My dad is one of the most frugal people I know. He taught me how to invest wisely, not just monetarily but with time. The biggest thing is what is really worth it. My dad’s father passed away at 17. He went to the air force, was very regimented and was his family’s success. He was the one who paved the way for them through his own tenacity. I learned about the drive that it takes in a city like New York is definitely something I inherited from him. I’d like to think my self-motivation came from him as well. He’s a man of faith and of military standards, but he’s also about family and being able to provide.
Luke Ditella, @lukeditella, actor/model
Everything I am is because of my father. My father would literally give the shirt off of his back and feed someone food he couldn’t afford to give anything monetarily. Growing up, we didn’t have very much. But that wasn’t for lack of how hard he worked. I still remember vividly the lengths he would go for work. He was a dock master and condominium manager.We didn’t have cars most of my life growing up, so my dad got around by bike. Snow, rain, flooding, Nor’ Easters, tropical storms, whatever the condition, my father would ride his bike to get there and make sure everyone living there was safe. I remember going with him during a really bad storm when I was a bit older and he fell off the dock and into the water and hopped right out despite how crazy the bay was. He just shrugged it off.He taught me that the biggest possession we all have is our character and what we can do for others. His outright and insane dedication to my mother was borderline frustrating at times. But, the absolute most endearing thing you could ever see. He would literally move mountains for her. All with the biggest smile on his face. My father is literally my soul.

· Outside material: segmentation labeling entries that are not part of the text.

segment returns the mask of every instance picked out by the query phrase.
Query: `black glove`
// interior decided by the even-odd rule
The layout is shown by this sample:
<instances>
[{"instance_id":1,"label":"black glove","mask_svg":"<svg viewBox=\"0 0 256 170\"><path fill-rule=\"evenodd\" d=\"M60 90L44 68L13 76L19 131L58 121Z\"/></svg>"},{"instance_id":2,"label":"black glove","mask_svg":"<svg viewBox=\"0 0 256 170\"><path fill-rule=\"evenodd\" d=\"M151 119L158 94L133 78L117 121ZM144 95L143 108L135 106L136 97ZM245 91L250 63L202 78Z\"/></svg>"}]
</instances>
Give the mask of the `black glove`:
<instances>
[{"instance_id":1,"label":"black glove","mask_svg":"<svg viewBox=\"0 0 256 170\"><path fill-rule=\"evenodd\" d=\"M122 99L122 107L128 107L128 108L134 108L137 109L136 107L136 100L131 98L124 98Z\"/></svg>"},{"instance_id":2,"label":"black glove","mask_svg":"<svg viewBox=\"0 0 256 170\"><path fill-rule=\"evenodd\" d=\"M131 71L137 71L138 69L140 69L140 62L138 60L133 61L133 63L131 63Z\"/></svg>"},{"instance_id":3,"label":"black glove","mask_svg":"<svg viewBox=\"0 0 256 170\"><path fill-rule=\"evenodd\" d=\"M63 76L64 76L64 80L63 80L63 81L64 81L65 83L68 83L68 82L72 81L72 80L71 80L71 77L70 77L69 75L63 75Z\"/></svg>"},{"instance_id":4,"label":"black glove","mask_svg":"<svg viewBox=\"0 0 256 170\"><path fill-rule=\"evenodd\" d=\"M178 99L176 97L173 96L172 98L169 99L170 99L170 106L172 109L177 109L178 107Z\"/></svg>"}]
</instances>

Despite not having much, my father always made sure we were taken care of and loved. As stressed as he ever got, he still made time to support us. He was at almost all of my surfing events, he would sit on the beach for hours even when I knew he needed to work and watch me surf. Rain, snow or sun, he was there. He was the first to tell me it was ok when I didn’t win a competition and the first to celebrate my many victories. Until the end with my mother, he was by her side unwaveringly. You hear that a lot….that someone was by another persons side every step of the way. But, this was on an entirely different level. He always made sure he gave my sister, myself and my mother all the support he could.
When he passed away, it made me realize that I had endured the absolute hardest things a human being can go through in this life. His tenacity, lust for life and generosity still lives in me. He made me realize that its ok to fail and to learn a lesson from it. I’ve adapted this all in the way that I approach everything. I am not afraid of any challenge. I now know and realize that the most important possession in life is your character…not what you own materialistically. That has actually brought all of these amazing experiences and things into my life. I just don’t place emotional value on anything that can be taken away from me. Whether in a shack or our loft in the city, I would be happy all the same. That’s how I’ve adopted what my father has taught me and who he was. And to always send the elevator back down to help others up. In the end, its what you’ve done for those who can’t help you that speaks the loudest and is the most rewarding.